BROOKLYN – About this time in fall 2023, artist Madjeen Isaac was getting ready to start an exciting studio residency at Smack Mellon when she received an unexpected health diagnosis.
Gobsmacked, the 28-year-old painter and sculptor, turned to her art and her family for comfort and support as she sought treatment and began the recovery process. Isaac captures the year in her exhibit — “Come as you are, This is our battle too.”
“That’s what my brother told me when they found out,” said Isaac, the first-born in a family of three siblings, explaining the inspiration for the show’s title.
“This time last year, I was personally grieving,” Isaac said during an interview at the exhibit. “But now, it feels like we are collectively grieving, given the current times. We’re more equipped than we realize, and it just calls on leaning onto our communities for help.”
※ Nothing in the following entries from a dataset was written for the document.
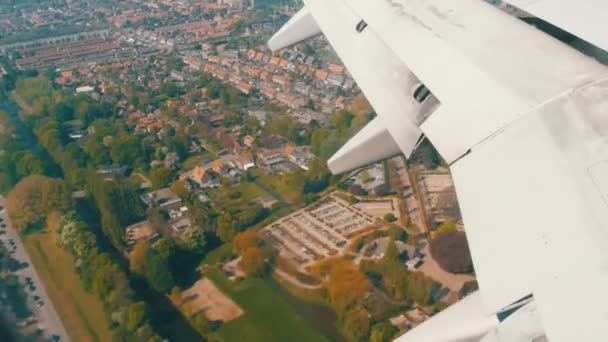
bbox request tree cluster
[6,175,71,232]
[129,240,175,293]
[361,240,435,305]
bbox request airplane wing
[270,0,608,341]
[506,0,608,51]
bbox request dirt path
[274,268,323,290]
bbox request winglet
[327,117,410,174]
[268,7,321,51]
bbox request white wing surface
[506,0,608,51]
[270,0,608,341]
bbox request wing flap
[327,117,401,174]
[268,7,321,51]
[452,81,608,341]
[294,0,434,169]
[344,0,606,163]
Part of that support comes in the form of art. For Isaac — whose work explores ideas of home, community and belonging — the contribution comes through “hybridizing worlds,” as she calls it, to reflect shared diasporic experiences.
In her first solo exhibit, Isaac aims to bring her ideals of community, communalism and lakou, a tradition of communal living with a strong extended family, traditionally joined by a courtyard. She tries to recreate that sense of coming together in a shared space, in hopes it’ll lead to conversations that can bring healing.
The works themselves blend elements of Isaac’s Haitian and American experiences, knowledge of the culture, and the landscapes of both worlds onto canvas and sculptures. The juxtaposition of red brick pre-war buildings from her childhood in Flatbush and lush tropical plants from her visits to Haiti in years past as a community garden-style depiction somehow make sense.
This is no small feat.
Often, some Haitian American artists’ attempts at blending scenes from both worlds can be so bold or cluttered, they can come off as unrecognizable and border on the garish, to be frank.
Perhaps because Isaac is trained in fine art — she holds a BFA from The Fashion Institute of Technology and an MA in Art education and community from New York University and is a recent recipient of BRIClab’s Contemporary Art Residence Program — her work centers one or two key elements in each piece in a way that doesn’t overwhelm the eye.
Isaac’s choices of elements and objects to portray are careful, some might say “authentic.” Her flags that hang overhead, for one, are made from a variety of clothes or objects familiar in a Haitian American household. Burlap sacks, school uniform plaid, plastic grocery bags — they’re all so familiar.
In a show of her works’ universal resonance, Smack Mellon decided to present her pieces while she was completing the residency program. Vera Steinberg, curator and director of exhibitions, said Isaac hit her stride over the past year by touching on a subject matter that is both personal and has a communal feel to it. The location and gardens made people feel like they were at home, Steinberg said.
During the show’s opening, Isaac’s mom, a nurse, brought her colleagues to see her daughter’s work. The questions from the group about all the different pieces, the effort she put in and the various elements highlighted the type of conversations Isaac is hoping to cultivate through her art.
Two days after the election, visitor John S. Berman wandered into the gallery to view the exhibit.
“It captures this idea of ’how do you build community, how do you create it, what does it mean, what is it about,” Berman, who writes about art, said.
“It’s very affirming work, at a time when so many of us are struggling with the way this country is moving with such overt xenophobia and racism that was often hidden, but is now outwardly supported.”
“This work contradicts it, which is so moving and what we need right now,” Berman added.
The show is open through Sunday, November 17 at Smack Mellon in Dumbo.